Solarization 101

As an organic gardeners, I try to keep weeds away without using chemicals. But hand weeding is hard work! That’s why I like the technique called solarization. When done correctly, it can be an effective method for controlling bermudagrass, johnsongrass, vinca, nutsedge, some kinds of bindweed and many other garden weeds. However, it is not very effective on weeds with rhizomes or specialized roots that will re-sprout even after being subjected to high temperatures. Solarization has also been shown to be effective in controlling many soil borne diseases, nematodes, and other soil dwelling pests. Similar to boiling water to sterilize it, super-heating the soil with this method can kill much of the bad stuff living in the soil. Solarized soil can get as hot as 140 degrees in the top two inches, and 100 degrees at 18 inches deep. Since the soil will insulate itself deeper down, this method works best for seeds and pests living in the top six inches of the soil.

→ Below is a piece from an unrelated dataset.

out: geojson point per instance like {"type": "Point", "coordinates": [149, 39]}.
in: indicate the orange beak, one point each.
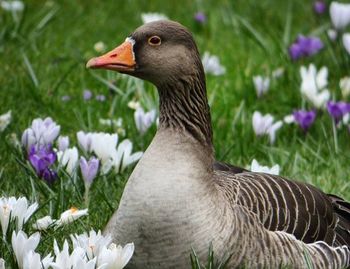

Unlike the non-organic soil sterilization technique of fumigation, it does not kill mobile soil dwellers such as worms, because they can wiggle away when the soil gets too hot. It also does not kill beneficial microorganisms that thrive in higher heat, like some mycorrhizal fungi and the helpful bacteria found in compost piles. Using some of the same principles of a hot compost pile, solarization also breaks down organic matter in the soil more quickly, making it an especially useful tool when done just after growing a green manure cover crop such as Soil Builder Mix. This method can be used at any scale, whether you have a small backyard garden or a large market farm. It also works on raised beds. It will only be effective in areas with full sun. It can be used in any latitude and elevation, although it works best in hotter climates. Solarizing only your beds instead of the entire field further increases the effectiveness.

Steps to Solarizing

  • Choose the longest, hottest days of summer in order to heat the soil as much as possible.
  • While some pests may be killed in the first few days, you should plan to leave the plastic on your soil for 4 to 8 weeks, continuously, for it to have the maximum effect.
  • First cut down and remove or till in all plant matter.
  • Rake the soil and remove any clods or debris.
  • You will need to make the bed as flat as possible so that the plastic cover is in close contact with few air pockets, and so that nothing will poke through the plastic cover.
  • Irrigate well, because wet soil conducts heat better than dry soil and also makes soil weeds and pests more vulnerable. Your soil should be moist to 12 inches depth. You should not remove the plastic to re-moisten the soil once you start solarizing it, so make sure it’s sufficiently moist but not muddy when you start.
  • Lay out a piece of clear poly greenhouse plastic directly on the surface. In most areas, a single layer of clear plastic is sufficient, however in areas with cool summers you may need to use a double layer of clear plastic with spacers such as pvc pipe in between the layers.
  • Bury the edges of the plastic in soil to form a solid seal around the entire edge. Be sure to cover the whole perimeter or else heat will escape through the gaps.
The goal of solarization is to maintain a daily maximum temperature of at least 110 degrees Fahrenheit in the top 6 inches of soil. You can check this temperature with a soil thermometer poked through the plastic. After 4 to 6 weeks, or 8 weeks in cool areas or when dealing with difficult pests and weeds, remove the plastic. You can plant in your garden immediately for a fall harvest, or if planting a lawn. When planting, try to disturb the soil as little as possible so you don’t accidentally bring viable but dormant weed seeds to the surface where they would then sprout. So bake those weeds away, and grow organic for life!